Buchmesse Frankfurt / Foto: O24

Wen haben die Unions-Ampelisten noch nicht gekauft?

Wohin man schaut – fast alles, was Konten hat und links ist, erscheint gekauft. Kommissar Zufall brachte Neues an den Tag: Auch der angeblich so hoch seriöse und ach so unabhängige Literaturpreisverleiher namens „Börsenverein des Deutschen Buchhandels“ erhielt Regierungsgelder zum Verteilen. Absenderin: Die schillernde, in der Kolonialgeschichte herumturnende Ahnungslose und ansonsten umfangreiche Frau Roth von den grünen. Sie war Kulturbeauftragte der Regierung und hauste im Kanzleramt ganz oben – einer Schnapsidee des Gebäude-Architekten Axel Schultes folgend. Der „Börsenverein“ richtet alljährliche Buchmessen in Frankfurt und Leipzig aus und ist fulminanter Kämpfer gegen von ihm als „rechts“ eingestufte Verlage, die er entweder blockiert oder schikaniert. Dass auch dieser Laden von linken Ministerinnen geschmiert wird, überrascht niemanden, war in dieser Deutlichkeit aber nicht bekannt. Zufällig kam, wie erwähnt, zutage, dass der Börsenverein Regierungsgelder zurückverlangt, die angeblich „rechten“ Verlagsprojekten zufließen sollten. Denunziert wurde die Angelegenheit von einem alten Bekannten, dem DDR-Deutschlandsender-Nachfolger Deutschlandfunk (hier).

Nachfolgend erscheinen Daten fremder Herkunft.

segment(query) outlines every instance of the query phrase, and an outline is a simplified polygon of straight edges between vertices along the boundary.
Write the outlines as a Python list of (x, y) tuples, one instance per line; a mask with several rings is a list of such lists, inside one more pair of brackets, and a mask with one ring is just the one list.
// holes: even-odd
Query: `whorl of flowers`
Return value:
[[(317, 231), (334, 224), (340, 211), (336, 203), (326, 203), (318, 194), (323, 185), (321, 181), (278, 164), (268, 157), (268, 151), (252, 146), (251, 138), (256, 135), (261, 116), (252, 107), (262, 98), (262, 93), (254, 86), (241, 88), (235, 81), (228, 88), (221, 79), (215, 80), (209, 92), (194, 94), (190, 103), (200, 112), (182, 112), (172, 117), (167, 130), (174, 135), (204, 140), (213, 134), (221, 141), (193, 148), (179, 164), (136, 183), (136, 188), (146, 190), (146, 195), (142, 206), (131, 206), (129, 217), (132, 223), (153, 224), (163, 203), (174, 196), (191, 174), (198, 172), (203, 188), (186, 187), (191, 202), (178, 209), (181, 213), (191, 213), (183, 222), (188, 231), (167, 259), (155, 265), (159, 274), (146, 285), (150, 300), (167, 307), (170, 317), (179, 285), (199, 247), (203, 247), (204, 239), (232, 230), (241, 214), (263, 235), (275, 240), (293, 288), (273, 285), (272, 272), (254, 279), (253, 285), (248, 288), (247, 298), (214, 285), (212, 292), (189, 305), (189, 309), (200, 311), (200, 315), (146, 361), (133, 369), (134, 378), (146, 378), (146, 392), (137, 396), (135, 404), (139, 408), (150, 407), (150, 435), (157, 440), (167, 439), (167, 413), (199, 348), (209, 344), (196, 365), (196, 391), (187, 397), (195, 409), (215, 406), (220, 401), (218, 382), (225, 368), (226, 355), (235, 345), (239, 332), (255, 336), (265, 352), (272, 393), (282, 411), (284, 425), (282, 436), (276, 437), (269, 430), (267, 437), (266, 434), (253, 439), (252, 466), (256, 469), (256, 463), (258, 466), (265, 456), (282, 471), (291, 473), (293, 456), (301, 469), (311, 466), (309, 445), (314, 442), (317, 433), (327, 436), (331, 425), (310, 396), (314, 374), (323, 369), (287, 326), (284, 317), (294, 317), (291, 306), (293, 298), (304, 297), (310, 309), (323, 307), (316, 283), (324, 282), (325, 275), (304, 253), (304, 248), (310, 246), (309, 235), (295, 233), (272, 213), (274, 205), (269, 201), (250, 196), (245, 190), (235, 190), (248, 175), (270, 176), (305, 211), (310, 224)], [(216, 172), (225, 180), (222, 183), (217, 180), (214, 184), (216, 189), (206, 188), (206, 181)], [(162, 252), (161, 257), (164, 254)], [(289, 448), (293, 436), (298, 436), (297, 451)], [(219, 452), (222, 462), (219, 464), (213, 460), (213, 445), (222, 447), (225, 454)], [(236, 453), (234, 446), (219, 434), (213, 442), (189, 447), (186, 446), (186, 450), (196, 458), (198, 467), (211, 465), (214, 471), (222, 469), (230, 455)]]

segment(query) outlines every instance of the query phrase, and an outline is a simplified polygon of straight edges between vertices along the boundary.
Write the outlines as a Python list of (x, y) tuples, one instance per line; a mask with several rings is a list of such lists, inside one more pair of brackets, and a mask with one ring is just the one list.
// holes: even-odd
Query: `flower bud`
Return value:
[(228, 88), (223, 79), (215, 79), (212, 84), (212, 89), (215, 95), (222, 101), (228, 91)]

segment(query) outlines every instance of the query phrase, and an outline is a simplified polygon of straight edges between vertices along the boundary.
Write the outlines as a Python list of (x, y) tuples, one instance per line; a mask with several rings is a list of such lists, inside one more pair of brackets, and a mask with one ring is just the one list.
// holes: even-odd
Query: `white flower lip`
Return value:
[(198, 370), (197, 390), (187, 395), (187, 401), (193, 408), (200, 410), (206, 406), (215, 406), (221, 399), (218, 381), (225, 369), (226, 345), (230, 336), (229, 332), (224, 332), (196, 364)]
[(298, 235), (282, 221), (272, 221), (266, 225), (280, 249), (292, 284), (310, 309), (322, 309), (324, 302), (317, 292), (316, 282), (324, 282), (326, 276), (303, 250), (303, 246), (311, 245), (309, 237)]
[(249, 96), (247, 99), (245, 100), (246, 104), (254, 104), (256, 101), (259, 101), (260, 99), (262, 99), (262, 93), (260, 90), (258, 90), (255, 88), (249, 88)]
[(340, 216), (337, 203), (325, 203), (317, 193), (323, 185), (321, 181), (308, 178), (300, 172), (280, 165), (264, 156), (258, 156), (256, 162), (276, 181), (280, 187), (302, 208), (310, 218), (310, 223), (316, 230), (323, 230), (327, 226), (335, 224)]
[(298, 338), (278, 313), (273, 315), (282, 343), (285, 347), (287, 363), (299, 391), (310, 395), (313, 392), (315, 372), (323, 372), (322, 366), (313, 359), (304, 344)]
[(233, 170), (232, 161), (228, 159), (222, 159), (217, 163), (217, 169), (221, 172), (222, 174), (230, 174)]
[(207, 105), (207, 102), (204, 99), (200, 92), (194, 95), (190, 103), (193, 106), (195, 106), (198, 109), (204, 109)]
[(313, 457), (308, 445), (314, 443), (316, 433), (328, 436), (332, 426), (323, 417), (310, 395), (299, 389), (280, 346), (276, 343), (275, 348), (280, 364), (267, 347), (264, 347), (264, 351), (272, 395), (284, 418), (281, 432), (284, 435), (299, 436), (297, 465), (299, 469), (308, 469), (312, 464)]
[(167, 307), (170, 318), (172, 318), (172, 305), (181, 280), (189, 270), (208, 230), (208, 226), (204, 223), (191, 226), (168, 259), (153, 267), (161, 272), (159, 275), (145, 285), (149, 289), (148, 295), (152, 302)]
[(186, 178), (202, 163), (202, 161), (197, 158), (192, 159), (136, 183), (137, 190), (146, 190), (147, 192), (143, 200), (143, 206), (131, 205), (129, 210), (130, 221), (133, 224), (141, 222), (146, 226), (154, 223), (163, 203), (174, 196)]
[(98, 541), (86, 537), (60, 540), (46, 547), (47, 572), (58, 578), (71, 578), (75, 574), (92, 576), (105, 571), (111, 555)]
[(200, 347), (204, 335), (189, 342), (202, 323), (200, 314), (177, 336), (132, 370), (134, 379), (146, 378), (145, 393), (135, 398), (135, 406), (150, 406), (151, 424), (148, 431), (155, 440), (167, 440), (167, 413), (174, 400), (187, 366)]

Außer dem „Börsenverein“ erhielten auch große Zeitungsgruppen Millionen

Man erinnert sich, dass die – ach so unabhängige – „Frankfurter Allgemeine“ Zeitungsgruppe – genau: ihre „Fazit“-Stiftung – vom deutschen Außenministerium rund 36 Millionen Euro für Dienstleistungen im Netz erhalten hat (hier). Die FAZ bestreitet, dass das redaktionellen Einfluss habe und dass es todsicher nichts mit der erfolgten Umkrempelung der Zeitung von Mitte auf Links zu tun habe – Letzteres als Sicht von Beobachtern. Wenn solche Riesenbeträge fließen, braucht man ein gläubiges oder veridiotetes Publikum, dass die Unabhängigkeitsschwüre für bare Münze nimmt. Das kann die Relotius-Hauspostille „Spiegel“ bezeugen, die Millionen Euro von der Bill Gates Stiftung erhalten hat und natürlich nicht einen Hauch vom Hauch irgendeiner auch nur marginalen Beeinflussung erkennen kann.

Fazit: Wer in Politik, Medien, Gesellschaften und Regierungsorganisationen noch nicht geschmiert worden sei, möge sich melden. Es dürfte lediglich eine Funktion von Zeit und der Recherchentiefe sein, bis man auch hier die Geldströme findet.